President Trump campaigned hard against the North American Free Trade Agreement, at one point declaring that the tariff-slashing pact with Canada and Mexico, in effect for 23 years, “has been a disaster for our country” and “has to be totally gotten rid of.” On another occasion, he pledged “to immediately renegotiate the terms of that agreement to get a better deal for our workers. And I don’t mean just a little bit better, I mean a lot better.” If our neighbors to the north and south did not agree to renegotiate, Trump said, then he would serve notice of American intent to exit the deal.

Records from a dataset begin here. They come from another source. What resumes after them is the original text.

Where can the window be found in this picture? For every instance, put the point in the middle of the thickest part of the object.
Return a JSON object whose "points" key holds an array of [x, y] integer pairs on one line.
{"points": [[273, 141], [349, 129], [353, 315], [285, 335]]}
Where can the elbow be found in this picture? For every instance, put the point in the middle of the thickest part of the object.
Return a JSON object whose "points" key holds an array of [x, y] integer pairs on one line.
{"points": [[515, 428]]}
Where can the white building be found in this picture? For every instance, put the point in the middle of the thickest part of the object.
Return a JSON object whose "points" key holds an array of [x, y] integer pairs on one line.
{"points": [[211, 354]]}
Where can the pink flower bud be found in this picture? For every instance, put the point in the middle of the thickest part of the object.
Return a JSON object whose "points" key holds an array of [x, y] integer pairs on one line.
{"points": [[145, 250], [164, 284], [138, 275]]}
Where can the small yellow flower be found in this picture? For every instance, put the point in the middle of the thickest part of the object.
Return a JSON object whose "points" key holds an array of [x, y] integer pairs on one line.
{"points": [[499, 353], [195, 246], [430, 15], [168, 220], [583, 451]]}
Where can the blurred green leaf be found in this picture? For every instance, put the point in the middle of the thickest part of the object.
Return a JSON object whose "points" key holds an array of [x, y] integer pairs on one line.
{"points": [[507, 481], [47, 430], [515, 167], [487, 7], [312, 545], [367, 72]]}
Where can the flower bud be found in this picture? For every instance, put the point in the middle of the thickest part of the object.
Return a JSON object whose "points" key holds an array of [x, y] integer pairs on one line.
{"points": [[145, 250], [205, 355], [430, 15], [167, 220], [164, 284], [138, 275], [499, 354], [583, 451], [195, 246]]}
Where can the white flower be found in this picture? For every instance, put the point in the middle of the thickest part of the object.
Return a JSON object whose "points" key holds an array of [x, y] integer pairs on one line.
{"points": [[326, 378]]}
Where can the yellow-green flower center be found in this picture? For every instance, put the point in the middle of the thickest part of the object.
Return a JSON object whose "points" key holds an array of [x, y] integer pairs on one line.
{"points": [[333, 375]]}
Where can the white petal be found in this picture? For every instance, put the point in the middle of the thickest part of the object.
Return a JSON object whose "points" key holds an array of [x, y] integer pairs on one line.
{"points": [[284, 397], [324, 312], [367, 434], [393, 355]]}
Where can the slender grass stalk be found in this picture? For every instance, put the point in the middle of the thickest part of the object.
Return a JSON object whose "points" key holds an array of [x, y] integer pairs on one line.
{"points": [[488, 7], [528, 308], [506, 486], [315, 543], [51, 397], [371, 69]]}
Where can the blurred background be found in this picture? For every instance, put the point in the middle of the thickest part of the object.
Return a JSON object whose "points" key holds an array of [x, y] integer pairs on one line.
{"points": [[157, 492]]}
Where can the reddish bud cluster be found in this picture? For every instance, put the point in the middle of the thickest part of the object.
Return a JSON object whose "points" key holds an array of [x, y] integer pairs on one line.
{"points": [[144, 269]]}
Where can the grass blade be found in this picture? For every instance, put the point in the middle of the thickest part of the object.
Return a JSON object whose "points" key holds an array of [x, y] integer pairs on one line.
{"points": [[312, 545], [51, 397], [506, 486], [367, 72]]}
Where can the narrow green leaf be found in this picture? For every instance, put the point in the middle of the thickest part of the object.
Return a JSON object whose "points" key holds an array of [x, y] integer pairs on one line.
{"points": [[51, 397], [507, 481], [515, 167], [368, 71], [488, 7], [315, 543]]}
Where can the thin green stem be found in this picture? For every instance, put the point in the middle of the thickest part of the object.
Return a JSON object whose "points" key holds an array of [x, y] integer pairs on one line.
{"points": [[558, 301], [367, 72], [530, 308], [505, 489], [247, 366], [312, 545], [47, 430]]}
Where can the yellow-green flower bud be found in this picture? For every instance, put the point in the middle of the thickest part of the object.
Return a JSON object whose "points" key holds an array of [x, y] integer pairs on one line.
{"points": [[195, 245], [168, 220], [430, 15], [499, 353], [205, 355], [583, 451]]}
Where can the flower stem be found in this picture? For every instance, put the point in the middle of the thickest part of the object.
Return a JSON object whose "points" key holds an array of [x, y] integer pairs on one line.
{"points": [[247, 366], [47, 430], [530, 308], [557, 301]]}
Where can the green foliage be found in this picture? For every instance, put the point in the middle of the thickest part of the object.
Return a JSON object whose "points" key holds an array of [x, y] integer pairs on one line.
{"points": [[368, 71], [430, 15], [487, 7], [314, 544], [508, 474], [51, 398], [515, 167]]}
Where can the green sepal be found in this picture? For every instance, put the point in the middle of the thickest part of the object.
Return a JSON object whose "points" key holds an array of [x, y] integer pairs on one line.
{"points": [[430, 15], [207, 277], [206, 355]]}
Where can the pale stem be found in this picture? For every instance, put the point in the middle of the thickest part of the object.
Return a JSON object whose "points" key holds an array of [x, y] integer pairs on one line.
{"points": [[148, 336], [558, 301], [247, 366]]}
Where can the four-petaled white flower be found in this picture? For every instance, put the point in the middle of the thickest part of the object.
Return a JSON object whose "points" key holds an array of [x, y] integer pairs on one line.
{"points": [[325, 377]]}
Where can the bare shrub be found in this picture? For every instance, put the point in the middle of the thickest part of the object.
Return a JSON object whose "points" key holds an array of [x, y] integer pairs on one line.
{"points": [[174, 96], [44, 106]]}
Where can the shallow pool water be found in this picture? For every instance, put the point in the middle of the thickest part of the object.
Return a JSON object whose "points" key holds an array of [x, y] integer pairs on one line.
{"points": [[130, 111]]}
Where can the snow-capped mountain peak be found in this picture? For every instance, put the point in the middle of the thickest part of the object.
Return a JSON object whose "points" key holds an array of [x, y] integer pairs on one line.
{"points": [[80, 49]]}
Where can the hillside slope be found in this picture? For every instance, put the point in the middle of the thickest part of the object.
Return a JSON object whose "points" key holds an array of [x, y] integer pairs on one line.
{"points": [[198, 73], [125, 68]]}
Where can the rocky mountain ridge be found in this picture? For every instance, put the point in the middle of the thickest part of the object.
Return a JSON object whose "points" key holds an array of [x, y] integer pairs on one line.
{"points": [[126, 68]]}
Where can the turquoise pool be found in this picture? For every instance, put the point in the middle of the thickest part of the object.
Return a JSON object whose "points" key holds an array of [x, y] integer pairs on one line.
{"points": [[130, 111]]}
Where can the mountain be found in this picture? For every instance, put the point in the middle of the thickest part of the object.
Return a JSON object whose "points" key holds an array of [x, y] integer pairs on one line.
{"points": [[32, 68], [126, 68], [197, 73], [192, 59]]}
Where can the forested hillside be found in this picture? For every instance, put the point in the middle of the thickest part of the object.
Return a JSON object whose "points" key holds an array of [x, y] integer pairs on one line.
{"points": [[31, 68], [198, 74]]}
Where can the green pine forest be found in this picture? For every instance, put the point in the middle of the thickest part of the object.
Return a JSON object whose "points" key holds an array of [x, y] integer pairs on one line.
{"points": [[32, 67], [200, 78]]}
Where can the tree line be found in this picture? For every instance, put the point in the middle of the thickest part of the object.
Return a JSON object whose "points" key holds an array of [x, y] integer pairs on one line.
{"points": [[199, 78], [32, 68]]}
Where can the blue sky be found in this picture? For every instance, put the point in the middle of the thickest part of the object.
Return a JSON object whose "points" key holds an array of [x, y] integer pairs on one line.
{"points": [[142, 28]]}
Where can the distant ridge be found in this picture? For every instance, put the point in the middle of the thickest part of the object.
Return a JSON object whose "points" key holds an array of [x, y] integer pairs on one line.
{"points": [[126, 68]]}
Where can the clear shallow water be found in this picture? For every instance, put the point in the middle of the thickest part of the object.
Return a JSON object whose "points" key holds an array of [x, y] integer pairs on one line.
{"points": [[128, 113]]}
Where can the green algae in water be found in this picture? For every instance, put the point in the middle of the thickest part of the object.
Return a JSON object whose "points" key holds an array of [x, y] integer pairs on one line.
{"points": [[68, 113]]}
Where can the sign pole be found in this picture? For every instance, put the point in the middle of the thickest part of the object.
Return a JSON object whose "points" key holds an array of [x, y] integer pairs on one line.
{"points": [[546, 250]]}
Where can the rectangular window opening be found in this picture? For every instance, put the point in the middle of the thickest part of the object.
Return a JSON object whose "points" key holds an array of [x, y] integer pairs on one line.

Now that his administration has revealed its draft NAFTA agenda, in the form of a letter to Congress from the acting U.S. trade representative, it would appear that Trump’s bark had little relationship to his bite. In tone, the document is conciliatory. Its preamble takes note of the extensive trading relationships that have flowered under NAFTA, and speaks of the great “potential . . . benefit” to the United States of “improving” it. In substance, it is conventional: a list of implicit but clear allusions to long-standing U.S. concerns such as domestic-content rules for the North American motor vehicle industry and Canada’s protection of its dairy farms.

Indeed, the president’s hostile and bombastic rhetoric – especially toward Mexico – has probably made it more difficult for the NAFTA countries to deal with the United States, when the talks do commence some months from now. Trump’s vilification of NAFTA may set a record for being simultaneously inflammatory and – we now know – hollow.